My, this takes me back. I did readings from this book, at gigs for the Women’s Press. I'm sure I never read from my own bizarre offering, I’d have cleared the room. Whose idea was that title, eh? Lesbian separatists whose only interest in sf is the opportunity to do away with men. Feminine, not to say girly sf; polemic sf; surreal sf; sf written by feminists (the excellent Mary Gentle makes this distinction about her own writing in the intro). A stellar collection of names, including a grim morality tale from a certain Racoona Sheldon; a brave outpouring of madness and painful longing, a respectful and very decent review in the New York Times by Jewelle Gomez, which is worth reading for itself.

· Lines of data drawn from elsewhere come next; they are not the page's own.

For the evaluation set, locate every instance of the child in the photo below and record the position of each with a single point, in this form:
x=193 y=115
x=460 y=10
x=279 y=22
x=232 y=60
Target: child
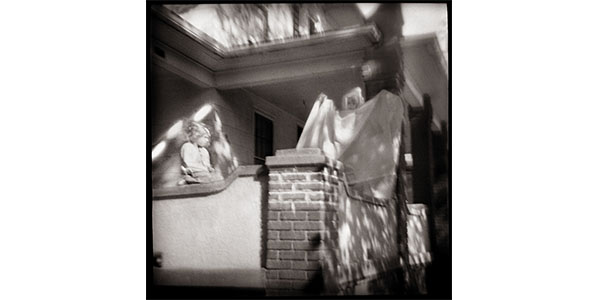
x=195 y=156
x=353 y=99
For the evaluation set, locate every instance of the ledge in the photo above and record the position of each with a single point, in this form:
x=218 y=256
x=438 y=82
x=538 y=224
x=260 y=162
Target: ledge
x=206 y=188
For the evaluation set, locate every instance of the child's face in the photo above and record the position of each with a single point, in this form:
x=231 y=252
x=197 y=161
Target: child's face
x=203 y=141
x=351 y=102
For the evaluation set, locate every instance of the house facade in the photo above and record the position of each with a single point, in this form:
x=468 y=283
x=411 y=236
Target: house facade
x=281 y=219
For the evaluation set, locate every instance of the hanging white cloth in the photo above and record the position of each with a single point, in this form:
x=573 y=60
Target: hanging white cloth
x=366 y=140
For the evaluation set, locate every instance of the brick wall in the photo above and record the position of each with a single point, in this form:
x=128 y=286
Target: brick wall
x=309 y=208
x=302 y=223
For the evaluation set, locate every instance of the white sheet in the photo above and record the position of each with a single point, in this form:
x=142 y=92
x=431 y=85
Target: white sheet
x=366 y=140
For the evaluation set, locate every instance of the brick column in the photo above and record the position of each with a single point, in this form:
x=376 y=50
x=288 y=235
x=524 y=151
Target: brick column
x=302 y=221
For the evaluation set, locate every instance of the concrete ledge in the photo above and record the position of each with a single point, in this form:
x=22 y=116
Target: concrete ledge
x=297 y=157
x=207 y=188
x=303 y=151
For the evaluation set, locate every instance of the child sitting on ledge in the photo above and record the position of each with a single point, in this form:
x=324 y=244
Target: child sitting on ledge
x=196 y=159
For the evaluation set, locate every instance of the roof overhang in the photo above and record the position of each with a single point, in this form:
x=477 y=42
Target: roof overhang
x=185 y=49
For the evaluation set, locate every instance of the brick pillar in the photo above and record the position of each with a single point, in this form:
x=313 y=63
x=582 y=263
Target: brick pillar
x=302 y=221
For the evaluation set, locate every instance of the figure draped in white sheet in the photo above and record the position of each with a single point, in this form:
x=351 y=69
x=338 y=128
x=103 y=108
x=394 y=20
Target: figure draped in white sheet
x=196 y=159
x=364 y=136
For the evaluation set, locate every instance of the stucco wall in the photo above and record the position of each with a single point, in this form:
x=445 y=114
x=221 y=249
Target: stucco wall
x=213 y=240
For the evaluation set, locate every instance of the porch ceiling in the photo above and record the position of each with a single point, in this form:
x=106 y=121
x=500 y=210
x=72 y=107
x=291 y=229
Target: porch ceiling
x=298 y=97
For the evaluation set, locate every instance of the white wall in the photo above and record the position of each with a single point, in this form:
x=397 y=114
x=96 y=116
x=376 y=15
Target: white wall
x=213 y=240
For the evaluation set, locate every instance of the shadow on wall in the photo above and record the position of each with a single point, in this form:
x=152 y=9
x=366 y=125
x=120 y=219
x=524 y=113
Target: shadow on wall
x=166 y=164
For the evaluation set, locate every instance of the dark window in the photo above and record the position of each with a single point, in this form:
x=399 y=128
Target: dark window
x=263 y=139
x=299 y=128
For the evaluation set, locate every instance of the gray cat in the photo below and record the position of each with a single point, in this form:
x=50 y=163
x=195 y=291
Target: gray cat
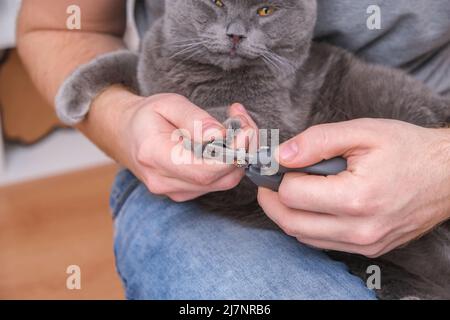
x=261 y=54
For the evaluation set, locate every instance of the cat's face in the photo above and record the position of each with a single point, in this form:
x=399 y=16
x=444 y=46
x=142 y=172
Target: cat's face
x=235 y=33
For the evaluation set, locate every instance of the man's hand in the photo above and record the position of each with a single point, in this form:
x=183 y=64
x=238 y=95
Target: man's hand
x=396 y=188
x=144 y=143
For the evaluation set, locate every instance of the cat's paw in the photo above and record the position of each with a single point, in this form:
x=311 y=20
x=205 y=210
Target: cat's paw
x=233 y=124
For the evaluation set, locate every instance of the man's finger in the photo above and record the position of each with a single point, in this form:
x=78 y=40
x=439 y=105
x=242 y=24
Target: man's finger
x=301 y=223
x=332 y=194
x=325 y=142
x=185 y=115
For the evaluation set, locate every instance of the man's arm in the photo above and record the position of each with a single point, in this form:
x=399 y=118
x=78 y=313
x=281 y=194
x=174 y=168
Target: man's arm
x=135 y=131
x=51 y=52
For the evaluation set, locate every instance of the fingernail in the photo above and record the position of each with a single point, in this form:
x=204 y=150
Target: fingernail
x=212 y=132
x=239 y=107
x=288 y=151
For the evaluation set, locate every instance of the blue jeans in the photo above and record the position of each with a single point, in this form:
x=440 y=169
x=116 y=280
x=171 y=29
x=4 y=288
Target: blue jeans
x=167 y=250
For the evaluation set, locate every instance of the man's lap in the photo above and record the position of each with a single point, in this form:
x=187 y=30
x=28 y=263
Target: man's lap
x=166 y=250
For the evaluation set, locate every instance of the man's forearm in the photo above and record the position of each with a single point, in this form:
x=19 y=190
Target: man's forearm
x=51 y=53
x=50 y=56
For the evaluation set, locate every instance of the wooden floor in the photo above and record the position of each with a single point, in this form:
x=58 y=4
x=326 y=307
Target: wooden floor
x=48 y=225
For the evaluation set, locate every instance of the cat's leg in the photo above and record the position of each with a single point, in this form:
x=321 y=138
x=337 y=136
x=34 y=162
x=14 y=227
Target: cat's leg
x=75 y=95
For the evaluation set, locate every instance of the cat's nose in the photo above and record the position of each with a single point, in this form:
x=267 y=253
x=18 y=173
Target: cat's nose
x=236 y=38
x=236 y=31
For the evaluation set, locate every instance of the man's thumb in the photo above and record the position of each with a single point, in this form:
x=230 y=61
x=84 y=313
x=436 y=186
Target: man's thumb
x=323 y=142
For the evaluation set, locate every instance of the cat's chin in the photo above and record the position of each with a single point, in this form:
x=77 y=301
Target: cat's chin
x=230 y=62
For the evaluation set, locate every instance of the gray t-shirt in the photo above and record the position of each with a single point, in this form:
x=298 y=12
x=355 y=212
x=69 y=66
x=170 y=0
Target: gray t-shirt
x=414 y=34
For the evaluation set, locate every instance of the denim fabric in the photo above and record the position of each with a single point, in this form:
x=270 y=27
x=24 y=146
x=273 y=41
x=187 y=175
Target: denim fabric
x=167 y=250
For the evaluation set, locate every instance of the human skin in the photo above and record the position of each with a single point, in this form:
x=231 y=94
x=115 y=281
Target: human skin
x=133 y=130
x=396 y=188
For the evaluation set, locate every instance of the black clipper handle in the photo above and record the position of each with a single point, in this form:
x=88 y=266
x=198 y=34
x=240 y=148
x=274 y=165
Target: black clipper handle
x=325 y=168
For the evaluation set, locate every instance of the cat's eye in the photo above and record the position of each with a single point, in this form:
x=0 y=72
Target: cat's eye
x=266 y=11
x=218 y=3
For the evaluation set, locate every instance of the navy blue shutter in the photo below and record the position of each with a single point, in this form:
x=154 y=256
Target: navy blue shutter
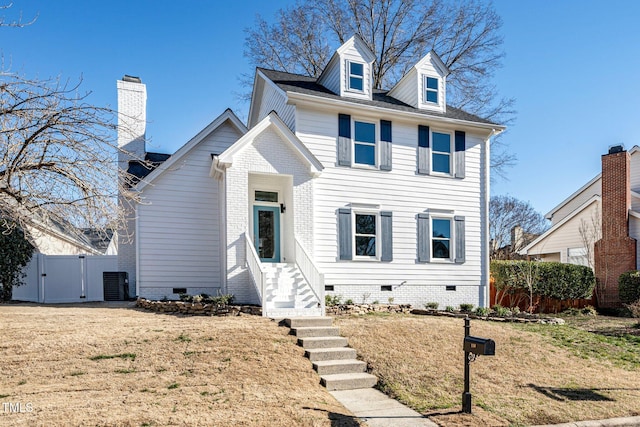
x=344 y=233
x=423 y=149
x=460 y=153
x=424 y=240
x=386 y=230
x=385 y=145
x=344 y=140
x=460 y=239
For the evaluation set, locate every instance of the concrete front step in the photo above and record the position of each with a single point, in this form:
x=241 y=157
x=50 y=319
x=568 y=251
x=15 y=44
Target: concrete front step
x=348 y=381
x=304 y=322
x=329 y=367
x=316 y=331
x=318 y=354
x=322 y=342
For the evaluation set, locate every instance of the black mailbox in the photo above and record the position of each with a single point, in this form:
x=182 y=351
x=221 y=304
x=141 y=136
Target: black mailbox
x=480 y=346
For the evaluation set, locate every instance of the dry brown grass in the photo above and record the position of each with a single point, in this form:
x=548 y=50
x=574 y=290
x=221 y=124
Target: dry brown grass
x=529 y=381
x=195 y=371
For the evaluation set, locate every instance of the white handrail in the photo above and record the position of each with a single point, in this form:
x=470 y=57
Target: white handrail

Memoirs of a Spacewoman: Naomi Mitchison

In many ways my top favourite. Hard to believe this novel is over forty years old. Mitchison, upper-caste maverick, has no fear, no howls of Tiptree anguish; no pleas for equal rights, she just takes them. Writes about women doing science, a feminised science that has become the mainstream, NOT a soft option or an inferior version. A xenozoologist (think I’ve got that right) recounts her career, her students, her expeditions to various planets, her adventures, her pregnancies (two of them very bizarre indeed), her lovers, her children, her friends the lab animals. One of the best vintage science fictions, still fresh and compelling. Seek it out.

Woman On The Edge Of Time: Marge Piercy

With The Left Hand Of Darkness & The Handmaid’s Tale, the “feminist sf” novel the general public has heard of. Stands up well. The Utopians of Matapoisett remind me of Early Christians in the Acts of the Apostles, with their touching conviction that they’re going to get it right this time, they have the magic code for a truly humane civilisation. A likely story. And yes, they are flimsy, but now I can see that they’re identified in the text as Connie’s daydreams, made of the stuff of her life, her stifled anger, her longings. Utopias have a right to be flimsy, in fact the flimsier the better. They are hope for the present, not streetmaps of the future. The more solidly they’re constructed the more these New Jerusalems, ideal societies, start to sound like totalitarian states.



Dreamsnake: Vonda McIntyre


Post Global ThermoNuclear War with added aliens and normative polyamory. Hugo and Nebula. A wander-story, feelgood with bumpy bits to make it convincing, gentle in pace, in which Snake, altered-venom physician with a painful work-related arthritis condition, leads us through a melted and healed over scar-tissue US landscape. Criticised as too gentle at the time, mainly due to characterisation of male lead. Compare and contrast with McIntyre’s visceral recent short story, Little Faces”, where the “male leads” are treated very differently!